1. The problem statement, all variables and given/known data Hi, I have been working on this problem for a while, and cannot figure it out. Heres the question. An arrow is shot at an angle of theta = 45 degrees above the horizontal. The arrow hits a tree a horizontal distance D = 220m away, at the same height above the ground as it was shot. Use g = 9.8m/s^2 for the magnitude of the acceleration due to gravity a.)Find t, the time that the arrow spends in the air. b.)Suppose someone drops an apple from a vertical distance of 6.0 meters, directly above the point where the arrow hits the tree. How long after the arrow was shot should the apple be dropped, in order for the arrow to pierce the apple as the arrow hits the tree? 2. Relevant equations Vx = Vcos(theda), x= Vt 3. The attempt at a solution a.) a = 2x / t^2, 9.8 = 2(220cos45) / t^2, t = 5.6 5.6 is not the right answer. Thanks for your time.
So we'll need to equations ... [tex]x=(v_0\cos\theta)t[/tex] Solve for initial velocity in the x, then plug that in [tex]y=(v_0\sin\theta)t-\frac{1}{2}gt^2[/tex] and solve for t.
Thanks for your response,but I still can't get it. With the equation x = Vcos(theda)t there is 2 unknowns, time and velocity. I dont understand how to manipulate the equation so my info fits. Thanks for your time.
Solving for velocity in the x ... [tex]v_0=\frac{x}{t\cos\theta}[/tex] Plugging into y ... [tex]y=\frac{x}{t\cos\theta}(\sin\theta)t-\frac{1}{2}gt^2[/tex] In your problem ... "at the same height above the ground as it was shot" so y=0. Solve for t.

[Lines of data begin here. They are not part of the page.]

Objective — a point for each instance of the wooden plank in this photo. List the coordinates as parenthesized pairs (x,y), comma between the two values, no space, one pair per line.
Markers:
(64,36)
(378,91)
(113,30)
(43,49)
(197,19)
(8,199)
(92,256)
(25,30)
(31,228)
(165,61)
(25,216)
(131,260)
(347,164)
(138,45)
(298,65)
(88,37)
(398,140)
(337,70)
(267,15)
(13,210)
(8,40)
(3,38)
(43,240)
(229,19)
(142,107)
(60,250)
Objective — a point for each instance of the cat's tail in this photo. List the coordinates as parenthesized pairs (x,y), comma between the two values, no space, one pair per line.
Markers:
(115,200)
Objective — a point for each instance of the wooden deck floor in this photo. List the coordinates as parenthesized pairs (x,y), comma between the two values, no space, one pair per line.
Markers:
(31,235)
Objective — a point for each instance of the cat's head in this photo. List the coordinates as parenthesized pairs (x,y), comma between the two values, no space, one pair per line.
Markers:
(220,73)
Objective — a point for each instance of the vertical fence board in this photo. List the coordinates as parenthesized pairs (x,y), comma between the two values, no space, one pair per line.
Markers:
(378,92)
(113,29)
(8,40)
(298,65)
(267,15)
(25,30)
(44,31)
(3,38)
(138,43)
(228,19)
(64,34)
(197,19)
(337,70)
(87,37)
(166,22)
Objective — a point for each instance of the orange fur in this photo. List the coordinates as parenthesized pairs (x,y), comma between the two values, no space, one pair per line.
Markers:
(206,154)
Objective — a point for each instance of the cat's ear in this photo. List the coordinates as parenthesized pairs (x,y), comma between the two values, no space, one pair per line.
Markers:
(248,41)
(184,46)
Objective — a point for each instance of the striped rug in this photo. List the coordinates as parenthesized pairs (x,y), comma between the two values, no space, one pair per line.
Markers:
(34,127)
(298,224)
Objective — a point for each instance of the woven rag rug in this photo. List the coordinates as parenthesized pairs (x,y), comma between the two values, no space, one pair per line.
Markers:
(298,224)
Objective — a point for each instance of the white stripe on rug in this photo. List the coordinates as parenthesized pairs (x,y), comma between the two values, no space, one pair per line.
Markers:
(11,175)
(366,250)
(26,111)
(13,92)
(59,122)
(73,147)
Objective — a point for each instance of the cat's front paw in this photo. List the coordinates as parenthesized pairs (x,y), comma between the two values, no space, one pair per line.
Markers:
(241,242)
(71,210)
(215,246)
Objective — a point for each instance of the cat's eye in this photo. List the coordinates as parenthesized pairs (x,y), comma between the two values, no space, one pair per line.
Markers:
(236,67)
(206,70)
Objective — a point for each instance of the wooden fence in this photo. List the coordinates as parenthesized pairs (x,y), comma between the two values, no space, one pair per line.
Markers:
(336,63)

Ah, it finally makes sense. Thanks for your reply, it really helped. On part b i left out part of the question on accident. It said that "Suppose someone drops an apple from a vertical distance of 6.0 meters, directly above the point where the arrow hits the tree." How long after the arrow was shot should the apple be dropped, in order for the arrow to pierce the apple as the arrow hits the tree? I know that if there was no angle,then these would hit the ground at the same time, regardless of the velocity. But since there is an initial angle, how do I take that into account for my problem. Thanks again for your help.